Yuqian, together with 54 other children, would travel nearly 350km the next day - the farthest she would ever be from home - to begin her schooling in the provincial capital Kunming. She would not see her parents for the next six months while studying at Kunming Art School.
"I'm worried that I may not fit in in the city, but I'm also happy because it shows that Teacher Zhang and Teacher Guan's instructions have not been wasted," she said.
The two teachers are choreographer Zhang Ping and ballet teacher Guan Yu with the prestigious Beijing Dance Academy, who in 2016 began the Rainbow Project. This is a ground-up initiative that seeks to lift minority children in Yunnan's Wenshan Zhuang and Miao autonomous prefecture, of which Yuqian's village is a part, out of poverty through the arts.
There are no records of anyone from the village, one of the poorest in the region, completing a degree or diploma. The traditional career path, after completing secondary school, is that of a migrant worker working in a low-paying service or manufacturing job in one of the nearby cities.
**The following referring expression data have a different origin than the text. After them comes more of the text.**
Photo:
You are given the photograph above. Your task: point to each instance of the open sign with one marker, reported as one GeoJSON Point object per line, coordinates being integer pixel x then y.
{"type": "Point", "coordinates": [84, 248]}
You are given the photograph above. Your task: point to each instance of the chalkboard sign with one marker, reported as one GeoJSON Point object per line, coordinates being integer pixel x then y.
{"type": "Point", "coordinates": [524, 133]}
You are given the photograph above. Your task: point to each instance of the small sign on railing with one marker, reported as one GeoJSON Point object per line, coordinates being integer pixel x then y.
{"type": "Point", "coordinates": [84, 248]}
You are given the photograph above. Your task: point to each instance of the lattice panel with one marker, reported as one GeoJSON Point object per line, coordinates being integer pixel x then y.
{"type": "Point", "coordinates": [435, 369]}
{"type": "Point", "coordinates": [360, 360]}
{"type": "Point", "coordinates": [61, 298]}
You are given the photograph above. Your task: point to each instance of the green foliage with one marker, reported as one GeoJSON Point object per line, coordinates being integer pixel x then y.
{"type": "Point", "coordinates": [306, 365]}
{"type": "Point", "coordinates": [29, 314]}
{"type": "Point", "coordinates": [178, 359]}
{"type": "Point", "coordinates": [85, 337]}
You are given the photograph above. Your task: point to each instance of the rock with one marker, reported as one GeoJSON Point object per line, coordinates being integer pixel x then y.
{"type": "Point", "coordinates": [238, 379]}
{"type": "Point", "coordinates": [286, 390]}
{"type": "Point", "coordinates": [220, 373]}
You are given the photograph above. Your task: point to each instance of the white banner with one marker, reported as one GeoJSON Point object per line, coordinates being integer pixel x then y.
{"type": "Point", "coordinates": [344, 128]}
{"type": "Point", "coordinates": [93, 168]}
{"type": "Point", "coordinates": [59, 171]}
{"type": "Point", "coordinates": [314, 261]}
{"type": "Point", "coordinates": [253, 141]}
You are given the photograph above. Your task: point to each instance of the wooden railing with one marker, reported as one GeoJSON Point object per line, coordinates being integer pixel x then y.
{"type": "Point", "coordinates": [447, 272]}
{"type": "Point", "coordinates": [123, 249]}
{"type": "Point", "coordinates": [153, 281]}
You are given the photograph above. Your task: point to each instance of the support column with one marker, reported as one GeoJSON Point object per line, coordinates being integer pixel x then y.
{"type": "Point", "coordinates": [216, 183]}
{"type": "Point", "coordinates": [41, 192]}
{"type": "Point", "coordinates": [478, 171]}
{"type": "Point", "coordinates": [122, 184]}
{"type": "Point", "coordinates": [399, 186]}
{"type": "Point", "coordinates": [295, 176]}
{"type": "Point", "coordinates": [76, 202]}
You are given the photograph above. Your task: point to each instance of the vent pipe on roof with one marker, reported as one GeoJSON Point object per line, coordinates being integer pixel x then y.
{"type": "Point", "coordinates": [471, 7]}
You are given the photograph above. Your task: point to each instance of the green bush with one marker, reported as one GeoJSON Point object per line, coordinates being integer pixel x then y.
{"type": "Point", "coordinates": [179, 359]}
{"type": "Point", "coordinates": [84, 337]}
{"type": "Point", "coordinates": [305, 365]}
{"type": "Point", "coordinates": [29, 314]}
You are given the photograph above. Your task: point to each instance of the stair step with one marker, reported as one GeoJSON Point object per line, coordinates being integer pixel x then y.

The Rainbow Project hopes to change this.
Last year, Mr Guan and Ms Zhang raised funds to send four children from Naduo to Kunming Art School after the quartet passed its rigorous entrance examinations, following weekly dance lessons with volunteer teachers from local schools.
Despite the odds, the students did well enough that the school and its affiliate, the Yunnan Art School, offered another 51 scholarships this year, Ms Zhang said.
But there were some problems too. There were a few instances of truancy, which was eventually traced to difficulties adjusting and homesickness, Mr Guan said.
"The city moves at such a fast pace, unlike back home, that sometimes I miss the simple life I had of picking mushrooms and grazing the cows," said 14-year-old Wang Shiyi, one of the four children.